Conover looked at her in surprise. “You actually believe in ghosts?”
“I don’t necessarily not believe in them.” She looked at Dash, silently asking for a little backup. “You know it, right, Dash? That there are things out there that are hard to explain?”
“Sure,” He replied, giving her a little nod. “I’ve seen my share of the unexplainable.” He wouldn’t have attributed any of what he’d seen to the paranormal, but her look of thanks warmed something inside him.
“They’re not ghosts,” Conover said flatly. “There’s no such thing.”

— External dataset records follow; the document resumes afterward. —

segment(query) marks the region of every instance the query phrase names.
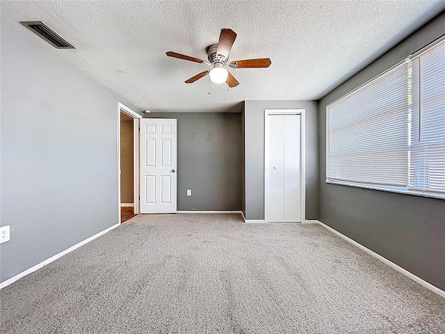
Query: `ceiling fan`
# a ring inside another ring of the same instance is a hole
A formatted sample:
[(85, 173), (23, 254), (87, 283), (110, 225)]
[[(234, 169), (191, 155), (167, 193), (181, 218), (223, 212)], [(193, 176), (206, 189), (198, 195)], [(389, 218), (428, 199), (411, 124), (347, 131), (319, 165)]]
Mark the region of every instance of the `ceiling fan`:
[(245, 59), (243, 61), (229, 61), (229, 53), (232, 46), (236, 38), (236, 33), (232, 29), (222, 29), (220, 34), (220, 40), (218, 44), (210, 45), (207, 48), (207, 57), (209, 61), (203, 61), (195, 57), (191, 57), (185, 54), (172, 52), (167, 52), (169, 57), (179, 58), (184, 61), (194, 61), (202, 64), (211, 65), (212, 68), (203, 71), (201, 73), (186, 80), (186, 84), (192, 84), (197, 80), (209, 74), (210, 79), (215, 84), (227, 82), (229, 87), (236, 87), (239, 82), (225, 67), (230, 68), (261, 68), (268, 67), (272, 62), (268, 58), (257, 59)]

Dash raised a hand. “Before we start a long debate about whether spooks exist or not, let’s return to the subject at hand.” He looked at each in turn. “The Pasture is a massive chunk of alien tech. It contains things like that Lens. Even a tiny fraction of it would make us rich beyond…well, I was going to say our wildest dreams, but when it comes to wealth, my dreams can be pretty wild.”
“I’m not so sure going back is the best idea,” Viktor put in.
“The Lens blows up stars, right?” said Leira, sweeping a gaze at Dash. “Whatever the reason the Unseen built it for, it’s still massively destructive. Do you really want to sell something like that and just put it out there? Who knows who’ll end up with it? And what they’ll use it for? It’s hard to enjoy being rich when the galaxy is being turned into supernova remnants.”